Although the overall quality of city streets in Los Angeles has improved since 2013, a geographic difference in street quality throughout the city remains an issue. Improvement rates in the San Fernando Valley are double those found in the rest of the city, whereas neighborhoods such as Mount Washington and Silver Lake rank among the shoddiest in the city.
The inequity is the result of a strategy akin to reverse triage: Unable to pay to fix all its broken streets, L.A. has chosen to spend its money to preserve so-so roadways — and largely ignore the very worst.
City leaders say they have little choice. Tackling the most battered streets would use so much funding that the city would be unable to prevent salvageable others from sliding into disrepair. Unless the city gets a lot more money, they say, the worst roads will remain the worst.
On average Los Angeles streets score a C on the city’s Pavement Condition Index (PCI), which is a sliding scale from zero to 100 points (a perfect A.) The city uses the PCI data to prioritize fixes.
But improving L.A.’s street network is a tall order. It’s the largest municipal system in the country, with 28,000 lane miles of paved roadway. Three years ago, street officials set a goal to bring the overall grade of roads in each city council district to the same level, but since 2013 more than 70% of C grade streets have been maintained or improved — compared with less than half of failing (D or F grade) streets. Kevin James, president of the Board of Public Works, says it’s more cost effective for the city’s Bureau of Street Services to maintain roads graded C or higher than to let them fall below that level.

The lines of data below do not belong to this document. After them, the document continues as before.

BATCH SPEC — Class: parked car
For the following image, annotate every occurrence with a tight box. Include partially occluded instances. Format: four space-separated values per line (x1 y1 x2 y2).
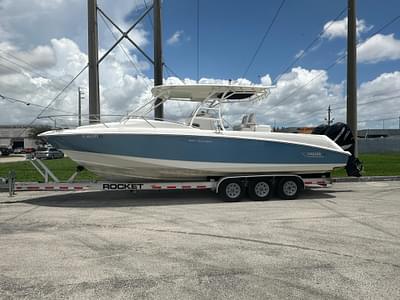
22 148 36 154
0 146 12 156
13 148 23 154
35 148 64 159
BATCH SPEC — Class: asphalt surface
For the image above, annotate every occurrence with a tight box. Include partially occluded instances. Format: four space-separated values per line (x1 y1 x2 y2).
0 182 399 299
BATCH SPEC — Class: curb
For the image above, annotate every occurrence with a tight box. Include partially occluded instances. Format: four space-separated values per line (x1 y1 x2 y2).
333 176 400 183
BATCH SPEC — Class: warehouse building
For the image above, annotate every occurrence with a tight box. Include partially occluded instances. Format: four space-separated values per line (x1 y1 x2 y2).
0 125 41 150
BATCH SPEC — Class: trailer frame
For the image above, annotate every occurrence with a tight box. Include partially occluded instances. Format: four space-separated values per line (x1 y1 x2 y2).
6 159 332 201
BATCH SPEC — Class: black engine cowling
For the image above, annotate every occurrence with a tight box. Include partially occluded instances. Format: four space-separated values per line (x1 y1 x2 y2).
312 122 362 177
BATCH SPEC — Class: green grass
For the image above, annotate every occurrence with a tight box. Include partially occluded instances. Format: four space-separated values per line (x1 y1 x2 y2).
0 158 99 182
1 153 399 182
332 153 400 177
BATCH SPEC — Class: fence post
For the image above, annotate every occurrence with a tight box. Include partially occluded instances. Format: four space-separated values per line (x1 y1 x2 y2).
8 170 16 197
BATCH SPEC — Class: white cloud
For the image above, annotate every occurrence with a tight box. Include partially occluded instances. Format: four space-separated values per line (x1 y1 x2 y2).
358 34 400 63
322 17 372 40
0 0 149 51
0 0 153 126
0 36 153 125
167 30 184 45
0 1 398 131
359 71 400 98
357 71 400 128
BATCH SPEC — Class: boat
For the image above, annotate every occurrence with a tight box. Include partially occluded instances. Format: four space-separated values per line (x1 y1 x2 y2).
39 84 352 181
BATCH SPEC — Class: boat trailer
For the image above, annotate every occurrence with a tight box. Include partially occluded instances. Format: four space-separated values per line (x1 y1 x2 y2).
5 158 331 201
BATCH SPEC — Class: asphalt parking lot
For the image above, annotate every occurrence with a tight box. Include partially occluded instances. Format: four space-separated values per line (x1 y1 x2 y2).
1 181 399 299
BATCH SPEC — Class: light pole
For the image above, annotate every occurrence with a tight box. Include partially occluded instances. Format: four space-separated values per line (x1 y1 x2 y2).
78 88 85 126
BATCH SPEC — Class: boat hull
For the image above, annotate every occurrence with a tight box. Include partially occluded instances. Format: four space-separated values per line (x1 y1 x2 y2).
46 132 350 181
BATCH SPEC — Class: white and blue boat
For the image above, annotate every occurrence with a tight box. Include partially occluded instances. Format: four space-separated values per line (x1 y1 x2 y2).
40 84 351 181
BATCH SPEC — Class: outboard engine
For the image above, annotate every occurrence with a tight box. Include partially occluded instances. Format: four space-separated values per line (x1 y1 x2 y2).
312 122 362 177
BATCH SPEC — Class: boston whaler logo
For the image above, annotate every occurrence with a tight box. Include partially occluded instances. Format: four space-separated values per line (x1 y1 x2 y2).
302 151 324 158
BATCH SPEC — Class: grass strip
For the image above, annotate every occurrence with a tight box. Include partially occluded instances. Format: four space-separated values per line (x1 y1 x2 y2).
1 153 399 182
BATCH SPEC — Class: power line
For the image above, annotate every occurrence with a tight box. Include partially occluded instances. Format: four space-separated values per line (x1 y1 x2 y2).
163 62 184 82
242 0 286 78
0 54 82 97
0 50 70 86
98 11 153 90
0 61 20 74
142 0 154 29
358 116 398 123
0 94 74 114
273 6 347 84
274 14 400 107
0 56 69 90
99 4 184 85
196 0 200 82
280 93 400 126
19 64 88 136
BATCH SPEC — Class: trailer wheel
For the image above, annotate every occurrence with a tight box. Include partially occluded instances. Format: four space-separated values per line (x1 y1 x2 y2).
248 178 272 201
277 177 303 200
218 179 244 202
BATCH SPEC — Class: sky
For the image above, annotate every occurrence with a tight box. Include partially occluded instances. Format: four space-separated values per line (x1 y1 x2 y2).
0 0 399 129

The city also prioritizes fixing larger streets with heavier usage—major thoroughfares are improved at five times the rate of residential streets. Areas with concrete streets tend to be neglected. About 5% of city roadways are made of concrete, and nearly all have worsened in recent years, falling deeper into disrepair. Fixing a broken concrete street can cost up to 36 times as much as repairing a C street, according to the public works department.
For residents whose neighborhoods have heavy concentrations of failing and concrete streets, James was frank: “It’s just, without additional funding, going to take a very long time.”
Los Angeles County residents will vote in November on a ballot measure for a half-cent sales tax increase to fund rail expansion and road improvements. It includes a motion to set aside at least two-thirds of the estimated $55 million in “local return” money generated annually by the ballot measure for the repair of D- and F-rated streets.
James cautioned that without a budget infusion, the current pavement-preservation strategy will produce diminishing returns — the failing streets will never get fixed, and the mediocre streets will stay at the same level. “We are going to hit a wall at some point,” he said.